I have reconsidered counselling, I had it before. I'm in the UK and good counsellors are not readily available.

He drinks more often than he doesn't, he does know that this is something he needs to cut down on.

I think we have taken a step in the right direction, I just want to ensure that it stays in the right direction and is not just forgotten about again.

I did think he was having an affair as he had started being on his phone a lot more and seemed very withdrawn. I realise now that he was dealing with stress in his own way. When I'm thinking logically I trust him I completely. My problem comes when my emotions get in the way and feed my paranoia. 

I know a big part of the change that needs to happen needs to be me.


----------



## notmyjamie (Feb 5, 2019)

Mrs Doubt said:


> He does try every now and then, he has started putting lines on his hand to remind himself to ask me how my day went. But then I feel that he shouldn't have to be reminded but want to know.


I think it's unfair to be upset that he doesn't talk to you or initiate conversations about your day but to also be upset with the way he chooses to try to get better at it. You've indicated you want him to ask you about your day more and that doesn't come naturally to him. So, in order to make you happier, he has devised a way to remember to do that which you're asking. I think that shows he cares and wants to make you happier. 

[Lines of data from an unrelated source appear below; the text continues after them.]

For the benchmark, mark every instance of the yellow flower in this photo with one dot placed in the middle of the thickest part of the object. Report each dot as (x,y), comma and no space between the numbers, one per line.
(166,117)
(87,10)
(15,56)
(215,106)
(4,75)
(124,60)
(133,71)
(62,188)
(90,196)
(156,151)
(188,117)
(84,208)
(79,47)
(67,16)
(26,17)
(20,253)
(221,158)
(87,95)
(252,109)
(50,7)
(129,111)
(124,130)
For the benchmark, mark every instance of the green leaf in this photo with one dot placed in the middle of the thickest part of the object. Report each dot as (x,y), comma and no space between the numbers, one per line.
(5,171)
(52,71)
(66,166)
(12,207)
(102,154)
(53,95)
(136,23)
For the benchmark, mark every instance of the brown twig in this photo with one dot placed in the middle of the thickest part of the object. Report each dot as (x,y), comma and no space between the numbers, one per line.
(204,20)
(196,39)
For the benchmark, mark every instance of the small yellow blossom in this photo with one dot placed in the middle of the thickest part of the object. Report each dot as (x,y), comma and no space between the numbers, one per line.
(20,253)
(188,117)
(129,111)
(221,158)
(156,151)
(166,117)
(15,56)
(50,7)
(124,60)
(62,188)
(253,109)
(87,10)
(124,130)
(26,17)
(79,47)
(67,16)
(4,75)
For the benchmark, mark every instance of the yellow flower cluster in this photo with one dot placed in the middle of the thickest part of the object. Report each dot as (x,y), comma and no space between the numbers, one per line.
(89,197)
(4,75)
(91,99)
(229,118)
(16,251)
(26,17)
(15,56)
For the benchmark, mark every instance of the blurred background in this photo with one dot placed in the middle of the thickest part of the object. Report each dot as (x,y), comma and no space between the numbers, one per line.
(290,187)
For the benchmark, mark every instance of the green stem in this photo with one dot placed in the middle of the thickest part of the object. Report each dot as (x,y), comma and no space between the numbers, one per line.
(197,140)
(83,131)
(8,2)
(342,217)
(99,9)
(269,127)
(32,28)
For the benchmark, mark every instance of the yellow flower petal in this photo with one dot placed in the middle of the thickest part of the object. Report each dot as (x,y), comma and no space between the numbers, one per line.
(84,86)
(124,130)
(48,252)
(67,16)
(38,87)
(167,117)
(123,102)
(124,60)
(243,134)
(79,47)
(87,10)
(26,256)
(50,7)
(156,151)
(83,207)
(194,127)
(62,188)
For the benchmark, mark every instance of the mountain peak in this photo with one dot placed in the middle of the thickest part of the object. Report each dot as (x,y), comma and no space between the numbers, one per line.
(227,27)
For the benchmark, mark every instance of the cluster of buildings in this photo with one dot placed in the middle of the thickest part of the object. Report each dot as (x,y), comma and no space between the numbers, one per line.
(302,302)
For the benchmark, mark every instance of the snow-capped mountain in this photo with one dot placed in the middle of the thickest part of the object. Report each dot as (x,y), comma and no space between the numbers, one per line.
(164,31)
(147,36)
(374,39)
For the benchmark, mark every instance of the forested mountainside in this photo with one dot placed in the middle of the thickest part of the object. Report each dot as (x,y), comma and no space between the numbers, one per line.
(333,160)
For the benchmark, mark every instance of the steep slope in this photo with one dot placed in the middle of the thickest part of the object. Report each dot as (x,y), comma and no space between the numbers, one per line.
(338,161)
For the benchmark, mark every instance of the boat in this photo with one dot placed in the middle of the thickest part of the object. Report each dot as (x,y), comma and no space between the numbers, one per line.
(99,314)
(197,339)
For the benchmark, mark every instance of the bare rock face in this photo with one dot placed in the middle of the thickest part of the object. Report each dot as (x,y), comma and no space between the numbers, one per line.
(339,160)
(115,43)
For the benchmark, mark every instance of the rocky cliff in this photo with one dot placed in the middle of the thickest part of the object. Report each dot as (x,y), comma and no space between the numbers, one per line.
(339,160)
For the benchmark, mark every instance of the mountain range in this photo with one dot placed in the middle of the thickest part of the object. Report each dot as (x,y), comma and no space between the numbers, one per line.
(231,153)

If asking about your day doesn't come naturally to him it just doesn't. He can't change that. But, if he uses this method he has come up with over and over, it's possible that with time it will start to come naturally to him. Just like how I used to have to depend on an alarm to get me up by 5am but after 5 years of getting up at 5 I no longer need the alarm. 

You asked him to make a change, he's working on it. Give him some time to sort it out. In the meantime, you should be appreciative that he is trying and know that the reason he is trying is because he knows it's important to you. That alone should tell you he loves you.


----------



## Mr.Married (Feb 21, 2018)

#2 ...... he has a drinking problem, read #1 again.


----------



## notmyjamie (Feb 5, 2019)

Somehow I missed the part about him drinking too much. That is a big problem. But instead of working on making him stop, you need to work on how you deal with it. Here in the US there is an organization called Al Anon and it helps family members of people with drinking problems. I'd see if there is something in the UK that is similar. It's not about you figuring out how to make him stop, it's about you learning how to live with his problem and not get sucked into his problem.


----------



## Cynthia (Jan 31, 2014)

Based on what you've said, you are difficult (maybe impossible) to please and you don't like your husband. You want him to be someone else. When he tries to please you, it's not what you want. You want him to feel it rather than doing something to make you happy.

I understand that you are depressed, but what are you doing to resolve the depression rather than blame your problems on your husband? I'm sorry if I don't seem very empathetic, but you seem to have an unhealthy perspective on life in general, which may be the root of your depression.


----------



## Openminded (Feb 21, 2013)

A baby will definitely complicate your life. Don't get pregnant until your marriage is in a better place.


----------



## Laurentium (May 21, 2017)

Mrs Doubt said:


> We have had a talk this morning. He acknowledged my saddness but his reaction is to just apologise, nothing really comes of it.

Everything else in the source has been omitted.